Dimon Kendrick-Holmes: Aaron Hernandez was a poor man with money
Around lunchtime on Wednesday, folks in Columbus started talking about $40 million.
That’s because they’d just heard that a jury had found Aaron Hernandez guilty of first-degree murder.
Without the money, the story would have been a big deal because around here we love football.
Hernandez was an All-American tight end for the Florida Gators and won a national championship catching passes from Tim Tebow, then went to a Super Bowl catching passes from Tom Brady.
But it was a much bigger deal because of the $40 million.
That’s how much money Hernandez stood to gain from the five-year contract he signed with the New England Patriots when he was 22 years old.
That was nearly a year before Odin Lloyd was found dead about a mile from Hernandez’ mansion, and Hernandez was arrested and charged with murder.
But it was also just six weeks after the shooting deaths of two men at a red light in Boston, for which Hernandez would later be indicted and charged with two more counts of first-degree murder.
So why was everybody in town talking about Aaron Hernandez on Wednesday?
Because he had it made.
He wasn’t some guy who bought a Powerball ticket, hit the jackpot, and then went bankrupt.
No, Hernandez was born to do something that a national and international television audience holds in high esteem — and something, in our current economic system, for which he deserved to earn $40 million and for which he had even greater earning potential in the future.
Then he threw it all away.
And, if truth be told, that kind of makes us feel good about ourselves. We’re better money managers than Aaron Hernandez. We’re better stewards of our own gifts and talents than Aaron Hernandez. Oh yeah, and we’re not living double lives as gangsters, and we haven’t killed anybody.
But it kind of makes us feel bad about our circumstances too.
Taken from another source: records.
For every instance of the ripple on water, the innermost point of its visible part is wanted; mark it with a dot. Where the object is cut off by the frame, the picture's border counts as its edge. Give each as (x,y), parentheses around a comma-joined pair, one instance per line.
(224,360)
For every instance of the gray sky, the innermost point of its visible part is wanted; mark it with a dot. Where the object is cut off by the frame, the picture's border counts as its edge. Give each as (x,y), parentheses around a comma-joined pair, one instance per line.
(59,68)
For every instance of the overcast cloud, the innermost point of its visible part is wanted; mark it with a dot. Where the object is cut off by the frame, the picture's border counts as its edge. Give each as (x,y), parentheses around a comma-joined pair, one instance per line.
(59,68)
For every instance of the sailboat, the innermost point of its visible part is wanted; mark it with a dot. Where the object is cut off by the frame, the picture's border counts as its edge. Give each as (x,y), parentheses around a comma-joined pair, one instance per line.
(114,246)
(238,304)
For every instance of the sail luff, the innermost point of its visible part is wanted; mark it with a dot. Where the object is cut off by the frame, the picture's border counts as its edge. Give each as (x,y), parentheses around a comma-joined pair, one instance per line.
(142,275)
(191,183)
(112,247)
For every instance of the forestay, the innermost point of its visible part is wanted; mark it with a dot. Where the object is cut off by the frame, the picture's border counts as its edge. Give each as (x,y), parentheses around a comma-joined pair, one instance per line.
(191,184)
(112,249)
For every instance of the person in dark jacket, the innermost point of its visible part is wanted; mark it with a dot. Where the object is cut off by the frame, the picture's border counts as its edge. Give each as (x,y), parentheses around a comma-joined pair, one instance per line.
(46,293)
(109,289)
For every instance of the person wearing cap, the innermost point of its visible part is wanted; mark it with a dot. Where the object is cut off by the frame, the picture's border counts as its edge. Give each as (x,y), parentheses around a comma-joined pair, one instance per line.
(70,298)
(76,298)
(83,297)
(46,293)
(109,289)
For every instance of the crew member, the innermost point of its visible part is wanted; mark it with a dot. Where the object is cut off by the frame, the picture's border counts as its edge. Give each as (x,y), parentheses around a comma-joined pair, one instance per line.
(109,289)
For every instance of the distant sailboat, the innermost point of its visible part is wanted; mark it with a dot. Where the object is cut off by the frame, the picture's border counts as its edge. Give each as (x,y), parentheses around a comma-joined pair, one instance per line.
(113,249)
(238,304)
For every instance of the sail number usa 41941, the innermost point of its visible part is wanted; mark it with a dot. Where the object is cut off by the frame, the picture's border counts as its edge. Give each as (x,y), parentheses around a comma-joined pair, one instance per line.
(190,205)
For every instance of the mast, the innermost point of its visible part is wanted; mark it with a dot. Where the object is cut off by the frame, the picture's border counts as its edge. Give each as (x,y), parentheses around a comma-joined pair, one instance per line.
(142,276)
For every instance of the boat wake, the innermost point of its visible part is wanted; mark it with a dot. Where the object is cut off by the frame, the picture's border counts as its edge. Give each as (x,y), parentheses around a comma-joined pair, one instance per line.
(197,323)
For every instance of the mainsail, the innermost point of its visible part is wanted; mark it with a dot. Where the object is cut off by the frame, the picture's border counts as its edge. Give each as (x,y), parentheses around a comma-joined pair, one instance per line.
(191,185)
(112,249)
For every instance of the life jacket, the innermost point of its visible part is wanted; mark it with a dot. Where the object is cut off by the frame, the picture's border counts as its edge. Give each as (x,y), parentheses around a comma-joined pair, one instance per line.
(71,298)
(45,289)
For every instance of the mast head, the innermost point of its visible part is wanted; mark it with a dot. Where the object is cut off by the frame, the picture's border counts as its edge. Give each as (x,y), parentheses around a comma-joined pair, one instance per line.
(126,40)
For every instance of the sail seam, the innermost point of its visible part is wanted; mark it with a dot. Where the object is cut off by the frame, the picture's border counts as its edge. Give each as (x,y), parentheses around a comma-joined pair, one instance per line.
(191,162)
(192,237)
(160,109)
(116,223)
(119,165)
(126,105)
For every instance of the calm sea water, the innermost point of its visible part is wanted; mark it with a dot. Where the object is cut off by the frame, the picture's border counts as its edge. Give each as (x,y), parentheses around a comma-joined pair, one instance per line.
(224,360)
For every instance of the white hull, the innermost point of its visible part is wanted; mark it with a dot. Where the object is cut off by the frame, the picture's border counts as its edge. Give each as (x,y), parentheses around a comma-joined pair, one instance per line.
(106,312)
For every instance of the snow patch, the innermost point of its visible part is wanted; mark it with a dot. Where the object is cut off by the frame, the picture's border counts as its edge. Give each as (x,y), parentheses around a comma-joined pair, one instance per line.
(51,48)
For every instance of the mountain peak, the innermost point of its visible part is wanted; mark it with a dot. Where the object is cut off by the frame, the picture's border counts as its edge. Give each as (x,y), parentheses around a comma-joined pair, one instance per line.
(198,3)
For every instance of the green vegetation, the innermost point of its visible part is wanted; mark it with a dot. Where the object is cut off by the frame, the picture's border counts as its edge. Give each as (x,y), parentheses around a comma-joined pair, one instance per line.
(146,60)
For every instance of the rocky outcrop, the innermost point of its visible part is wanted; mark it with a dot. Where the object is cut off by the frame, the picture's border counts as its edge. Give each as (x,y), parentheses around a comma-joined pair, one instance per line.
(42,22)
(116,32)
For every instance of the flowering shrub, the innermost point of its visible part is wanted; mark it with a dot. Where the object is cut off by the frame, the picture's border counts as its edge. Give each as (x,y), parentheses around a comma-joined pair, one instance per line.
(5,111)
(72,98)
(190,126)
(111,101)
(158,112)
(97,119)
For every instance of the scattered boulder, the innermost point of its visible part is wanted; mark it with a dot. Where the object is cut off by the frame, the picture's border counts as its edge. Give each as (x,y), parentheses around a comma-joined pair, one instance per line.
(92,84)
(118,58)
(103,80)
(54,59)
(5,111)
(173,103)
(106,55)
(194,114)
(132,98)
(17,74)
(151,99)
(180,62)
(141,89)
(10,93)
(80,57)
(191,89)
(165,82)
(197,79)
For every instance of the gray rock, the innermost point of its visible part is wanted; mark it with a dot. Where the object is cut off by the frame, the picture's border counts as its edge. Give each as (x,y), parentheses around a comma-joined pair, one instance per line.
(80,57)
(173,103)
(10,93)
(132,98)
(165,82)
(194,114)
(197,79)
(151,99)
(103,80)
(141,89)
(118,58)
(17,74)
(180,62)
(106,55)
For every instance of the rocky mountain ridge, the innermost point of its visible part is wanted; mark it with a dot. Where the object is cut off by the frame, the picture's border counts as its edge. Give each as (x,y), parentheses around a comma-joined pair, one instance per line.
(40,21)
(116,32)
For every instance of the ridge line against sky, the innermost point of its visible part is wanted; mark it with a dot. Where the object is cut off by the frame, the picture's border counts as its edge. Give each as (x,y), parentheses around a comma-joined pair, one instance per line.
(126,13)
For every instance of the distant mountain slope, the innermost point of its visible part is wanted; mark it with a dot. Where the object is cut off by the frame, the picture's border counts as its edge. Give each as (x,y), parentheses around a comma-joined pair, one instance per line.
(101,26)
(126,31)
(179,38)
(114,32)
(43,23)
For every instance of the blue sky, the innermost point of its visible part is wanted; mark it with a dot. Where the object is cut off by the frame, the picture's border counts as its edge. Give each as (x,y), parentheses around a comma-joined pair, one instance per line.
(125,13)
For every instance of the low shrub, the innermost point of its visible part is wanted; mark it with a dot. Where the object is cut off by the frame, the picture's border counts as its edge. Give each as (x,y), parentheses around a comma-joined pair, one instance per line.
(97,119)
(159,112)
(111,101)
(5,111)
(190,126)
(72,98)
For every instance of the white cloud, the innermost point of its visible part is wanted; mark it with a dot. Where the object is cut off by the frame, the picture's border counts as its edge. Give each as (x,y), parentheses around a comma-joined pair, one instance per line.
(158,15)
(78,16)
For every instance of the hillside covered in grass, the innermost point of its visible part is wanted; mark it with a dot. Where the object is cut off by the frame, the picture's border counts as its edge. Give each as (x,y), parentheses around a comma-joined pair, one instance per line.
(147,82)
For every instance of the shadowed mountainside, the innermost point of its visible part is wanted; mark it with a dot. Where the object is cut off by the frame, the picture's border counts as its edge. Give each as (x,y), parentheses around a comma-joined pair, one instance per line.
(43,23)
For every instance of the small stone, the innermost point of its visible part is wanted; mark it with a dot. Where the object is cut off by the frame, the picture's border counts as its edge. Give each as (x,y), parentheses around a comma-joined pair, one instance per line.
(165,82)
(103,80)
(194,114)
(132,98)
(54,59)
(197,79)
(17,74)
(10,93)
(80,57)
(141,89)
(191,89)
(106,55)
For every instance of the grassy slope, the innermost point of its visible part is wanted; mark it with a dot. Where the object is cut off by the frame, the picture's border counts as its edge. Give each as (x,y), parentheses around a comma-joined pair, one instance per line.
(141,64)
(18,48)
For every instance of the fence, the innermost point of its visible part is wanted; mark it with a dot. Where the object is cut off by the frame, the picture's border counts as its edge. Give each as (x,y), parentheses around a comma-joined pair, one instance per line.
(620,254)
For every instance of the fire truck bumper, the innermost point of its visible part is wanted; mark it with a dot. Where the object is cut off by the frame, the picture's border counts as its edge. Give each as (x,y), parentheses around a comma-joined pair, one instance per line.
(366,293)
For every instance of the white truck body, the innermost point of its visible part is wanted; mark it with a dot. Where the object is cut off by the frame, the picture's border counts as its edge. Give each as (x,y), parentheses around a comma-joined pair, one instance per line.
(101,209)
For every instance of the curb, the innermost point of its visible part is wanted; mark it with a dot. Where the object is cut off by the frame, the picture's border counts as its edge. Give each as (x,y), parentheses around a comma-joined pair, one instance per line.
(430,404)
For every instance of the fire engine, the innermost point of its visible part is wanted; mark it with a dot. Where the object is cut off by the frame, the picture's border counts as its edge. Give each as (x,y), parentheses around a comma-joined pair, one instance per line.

I think I’m one of the few people who could handle $40 million responsibly without letting it go to my head.
And everybody I know feels the same way — about their own ability to be filthy rich, not mine.
At least, we deserve the chance to try.
Man, life is unfair!
But we all know that money doesn’t buy happiness.
It makes me think of “Love in the Time of Cholera,” a novel by Gabriel Garcia Marquez, when a character named Uncle Leo XII is accused of being rich.
“No, not rich,” he says. “I am a poor man with money, which is not the same thing.”
Aaron Hernandez was not rich. He was a poor man with money.
Everybody talking about him on Wednesday, myself included, is richer than he ever was. It’s important to remember that, and to be thankful.